Paul del Rio Canales (born 1943, died April 5, 2015) was a Venezuelan sculptor, painter and revolutionary. Paul del Rio combines modernism, cubism and surrealism to create enigmatic paintings that are usually a social commentary on the harshness of modern urban life for ordinary people, and their longing for a different life. Originally from Spain, his parents were exiled to France after the fall of the republic and then immigrated to Havana, Cuba where he was born. His family moved once more to Caracas, the capital of Venezuela his second year.

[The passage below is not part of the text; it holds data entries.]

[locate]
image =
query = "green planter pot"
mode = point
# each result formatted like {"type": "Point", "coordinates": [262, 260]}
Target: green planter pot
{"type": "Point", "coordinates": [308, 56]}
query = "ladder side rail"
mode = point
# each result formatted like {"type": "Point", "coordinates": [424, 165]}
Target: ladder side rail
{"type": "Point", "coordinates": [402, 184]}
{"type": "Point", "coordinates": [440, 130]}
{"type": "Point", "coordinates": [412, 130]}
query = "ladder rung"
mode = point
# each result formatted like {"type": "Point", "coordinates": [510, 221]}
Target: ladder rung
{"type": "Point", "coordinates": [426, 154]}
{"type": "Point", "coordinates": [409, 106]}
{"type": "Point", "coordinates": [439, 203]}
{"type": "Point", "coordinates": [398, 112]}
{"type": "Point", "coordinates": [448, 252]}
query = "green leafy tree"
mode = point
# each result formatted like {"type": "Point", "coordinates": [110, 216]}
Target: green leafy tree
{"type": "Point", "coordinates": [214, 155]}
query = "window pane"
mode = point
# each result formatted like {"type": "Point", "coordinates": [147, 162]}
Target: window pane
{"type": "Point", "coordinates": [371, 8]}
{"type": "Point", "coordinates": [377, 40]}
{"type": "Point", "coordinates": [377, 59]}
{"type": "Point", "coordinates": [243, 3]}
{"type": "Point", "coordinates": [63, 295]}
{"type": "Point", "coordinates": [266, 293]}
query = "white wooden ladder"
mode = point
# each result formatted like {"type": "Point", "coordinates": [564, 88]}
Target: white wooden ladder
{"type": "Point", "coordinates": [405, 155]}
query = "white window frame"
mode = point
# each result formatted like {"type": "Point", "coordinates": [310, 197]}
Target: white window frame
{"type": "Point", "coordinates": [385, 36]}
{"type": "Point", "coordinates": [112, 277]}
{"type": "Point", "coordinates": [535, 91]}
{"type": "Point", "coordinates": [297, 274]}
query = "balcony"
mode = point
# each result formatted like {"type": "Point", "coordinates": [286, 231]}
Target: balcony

It was not as an artist but as a MIR (Spanish: Movimiento de Izquierda Revolucionaria) revolutionary that Paul del Rio first came to public notice with the pseudonym Máximo Canales. In 1963 at the age of 19 as leader of a Venezuelan revolutionary group the Armed Forces of National Liberation (in Spanish: Fuerzas Armadas de Liberación Nacional, FALN), he seized the Venezuelan cargo ship Anzoátegui (13/02/1963). The ship evaded both the U.S. Navy and Royal Navy for eleven days before docking safely at Belem coast of Brazil.
Six months later he kidnapped Argentine football player star Alfredo Di Stefano at gunpoint from the Potomac Hotel in Caracas while his team, Real Madrid, were on a pre-season tour of South America (24/08/1963). The kidnapping was codenamed "Julian Grimau", after the Spanish communist Julián Grimau García was executed by firing squad in Spain that April during Francisco Franco's dictatorship. Di Stefano was released unharmed two days later close to the Spanish embassy, without a ransom being paid. The FALN had intended to use the kidnapping to bring international attention on the repressive government of Romulo Betancourt. Di Stefano played in a match against São Paulo F.C. the day after and received a standing ovation in the Olympic Stadium.